25 January 2019
Staircases are a pivotal part of any house. Not only are they crucial regarding the flow of people around the home, but they are also one of a property’s most distinguishable features. A well-designed staircase can invigorate the entire building, becoming a design focal point that elevates the property in which it sits.
With this in mind, the idea of moving its position in the home is becoming increasingly popular amongst homeowners. Bespoke staircases can be designed to fit into most rooms in a property, opening up a wealth of possibilities for home design. However, the positioning of a staircase can drastically alter the feel of a house, so it’s important to consider the effects before going ahead.
One of the most important things to consider whenever moving the location of your staircase, or adding a second staircase to a home, is its effect on the flow of the property. Stairs are a vital part of the house and, often, are the most used location. However, some homeowners forget this because we do not spend time on the stairs as we do in other areas of the house. The flow is a crucial reason why staircases, particularly in older properties, are traditionally built close to the entrance of the home, creating a hallway that allows passage through floors without disturbing other rooms. For many modern, open-planned homes, this style can feel outdated.
By moving the staircase from one area to another, you are also transforming many of the paths taken by members of the house every day. For example, if you move a staircase from the front entrance of a home to a room in the back, guests will have to walk all the way through the property before gaining access to the upper floors. This journey could disturb other rooms that guests have to cut through. Before moving your staircase, you must consider the new routes that people will make and what effect that will have on the overall flow of the home.
The living room is something that has to be taken into account whenever moving the stairs. Depending on the layout of the home, this is often the room where people will converge and performs a plethora of tasks throughout the average week. By moving the staircase into the living room, you will be bringing much more traffic through the space, which can be both a positive and a negative depending on your room's style.

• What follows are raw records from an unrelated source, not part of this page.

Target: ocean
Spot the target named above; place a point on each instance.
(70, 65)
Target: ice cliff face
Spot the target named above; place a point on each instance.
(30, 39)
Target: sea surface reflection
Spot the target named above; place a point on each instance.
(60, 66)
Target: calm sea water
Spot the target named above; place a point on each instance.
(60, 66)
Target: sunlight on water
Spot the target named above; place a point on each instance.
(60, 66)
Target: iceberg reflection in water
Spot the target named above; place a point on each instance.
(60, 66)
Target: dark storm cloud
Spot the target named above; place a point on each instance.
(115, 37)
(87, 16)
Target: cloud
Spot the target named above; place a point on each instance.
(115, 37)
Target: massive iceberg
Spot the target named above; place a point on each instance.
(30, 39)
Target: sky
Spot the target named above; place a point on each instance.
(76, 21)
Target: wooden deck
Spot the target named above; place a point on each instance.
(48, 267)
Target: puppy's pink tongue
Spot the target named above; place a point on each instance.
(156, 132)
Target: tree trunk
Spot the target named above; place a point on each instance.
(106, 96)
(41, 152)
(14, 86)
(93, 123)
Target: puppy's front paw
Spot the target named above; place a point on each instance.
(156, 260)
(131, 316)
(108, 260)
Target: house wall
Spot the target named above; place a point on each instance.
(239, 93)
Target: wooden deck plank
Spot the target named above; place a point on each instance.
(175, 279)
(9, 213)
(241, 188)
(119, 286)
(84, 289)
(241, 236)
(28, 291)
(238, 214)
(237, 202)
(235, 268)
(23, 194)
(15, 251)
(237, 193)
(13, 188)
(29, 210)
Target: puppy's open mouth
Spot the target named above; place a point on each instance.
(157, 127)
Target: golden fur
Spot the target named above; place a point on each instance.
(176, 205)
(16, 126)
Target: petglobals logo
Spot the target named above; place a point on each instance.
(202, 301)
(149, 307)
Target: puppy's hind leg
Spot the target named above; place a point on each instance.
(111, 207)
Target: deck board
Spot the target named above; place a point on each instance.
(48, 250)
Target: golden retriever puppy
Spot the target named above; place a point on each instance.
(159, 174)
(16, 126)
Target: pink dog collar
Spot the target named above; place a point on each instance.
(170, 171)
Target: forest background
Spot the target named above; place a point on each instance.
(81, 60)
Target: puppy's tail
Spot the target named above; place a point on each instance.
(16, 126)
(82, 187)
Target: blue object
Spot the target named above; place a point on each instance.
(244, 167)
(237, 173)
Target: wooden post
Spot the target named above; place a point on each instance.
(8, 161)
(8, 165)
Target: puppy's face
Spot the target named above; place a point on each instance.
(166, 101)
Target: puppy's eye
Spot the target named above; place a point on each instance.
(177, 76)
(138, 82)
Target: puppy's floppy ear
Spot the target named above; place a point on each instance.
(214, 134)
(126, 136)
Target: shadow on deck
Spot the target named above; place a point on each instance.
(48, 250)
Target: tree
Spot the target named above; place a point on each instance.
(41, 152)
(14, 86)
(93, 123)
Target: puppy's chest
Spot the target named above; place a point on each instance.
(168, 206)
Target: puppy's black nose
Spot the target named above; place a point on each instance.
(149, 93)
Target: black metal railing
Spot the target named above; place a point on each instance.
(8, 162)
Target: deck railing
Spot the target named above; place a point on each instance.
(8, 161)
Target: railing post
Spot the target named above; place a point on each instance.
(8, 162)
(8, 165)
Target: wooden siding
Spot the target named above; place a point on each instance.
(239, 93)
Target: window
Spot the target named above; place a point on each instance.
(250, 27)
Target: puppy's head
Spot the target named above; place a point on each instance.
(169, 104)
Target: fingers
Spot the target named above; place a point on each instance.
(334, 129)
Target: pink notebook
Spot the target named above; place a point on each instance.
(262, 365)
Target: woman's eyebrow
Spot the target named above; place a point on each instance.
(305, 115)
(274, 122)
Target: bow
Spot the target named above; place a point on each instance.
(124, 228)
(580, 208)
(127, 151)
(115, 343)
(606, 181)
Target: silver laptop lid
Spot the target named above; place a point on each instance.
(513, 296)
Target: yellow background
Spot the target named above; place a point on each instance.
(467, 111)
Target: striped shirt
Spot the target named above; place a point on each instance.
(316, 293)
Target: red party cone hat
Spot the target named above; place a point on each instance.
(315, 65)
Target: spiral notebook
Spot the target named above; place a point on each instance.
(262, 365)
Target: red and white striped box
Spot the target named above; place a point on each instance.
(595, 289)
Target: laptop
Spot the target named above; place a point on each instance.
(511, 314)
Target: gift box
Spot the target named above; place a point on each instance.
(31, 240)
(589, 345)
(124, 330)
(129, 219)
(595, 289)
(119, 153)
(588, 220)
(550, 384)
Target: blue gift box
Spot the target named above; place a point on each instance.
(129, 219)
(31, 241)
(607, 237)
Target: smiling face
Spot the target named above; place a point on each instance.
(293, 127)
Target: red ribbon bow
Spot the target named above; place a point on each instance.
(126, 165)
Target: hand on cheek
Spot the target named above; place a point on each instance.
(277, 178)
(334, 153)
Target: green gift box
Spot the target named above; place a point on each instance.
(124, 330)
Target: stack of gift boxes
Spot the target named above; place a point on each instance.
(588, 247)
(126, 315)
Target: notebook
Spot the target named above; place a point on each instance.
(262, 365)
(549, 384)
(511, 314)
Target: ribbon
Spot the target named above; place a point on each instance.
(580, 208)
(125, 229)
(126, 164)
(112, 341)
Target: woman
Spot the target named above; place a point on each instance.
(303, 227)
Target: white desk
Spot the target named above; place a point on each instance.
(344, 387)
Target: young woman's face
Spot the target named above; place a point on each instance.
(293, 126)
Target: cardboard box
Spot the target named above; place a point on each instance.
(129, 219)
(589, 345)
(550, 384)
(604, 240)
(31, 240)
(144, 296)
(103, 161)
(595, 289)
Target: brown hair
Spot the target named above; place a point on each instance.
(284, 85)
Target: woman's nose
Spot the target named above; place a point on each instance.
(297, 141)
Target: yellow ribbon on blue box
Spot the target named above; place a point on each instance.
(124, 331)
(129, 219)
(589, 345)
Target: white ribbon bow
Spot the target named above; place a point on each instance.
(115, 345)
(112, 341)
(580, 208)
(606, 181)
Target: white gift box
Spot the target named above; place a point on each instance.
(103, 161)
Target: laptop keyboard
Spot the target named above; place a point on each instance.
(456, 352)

If your living room is a space that people use to unwind, then including a staircase could disturb the peaceful nature of the area as it is used for travelling through the home. On the other hand, larger homes that often utilise the living room as a communal and social space could benefit from the increased energy that additional traffic will provide.
Another significant thing to consider regarding living room stairs is their position in the room. If the new staircase is on the far side of the room, then users will have to cut across, which could disturb people watching TV or reading books. On the other hand, staircases on the near side will have significantly less effect on the room, as people may not have to enter the area to use it. Another option is for a spiral or curved staircase that has a central position in the space – this is a major design choice which will require the entire room’s layout to work for the stairs, meaning many factors will need to be considered in detail before understanding whether it will work for the home.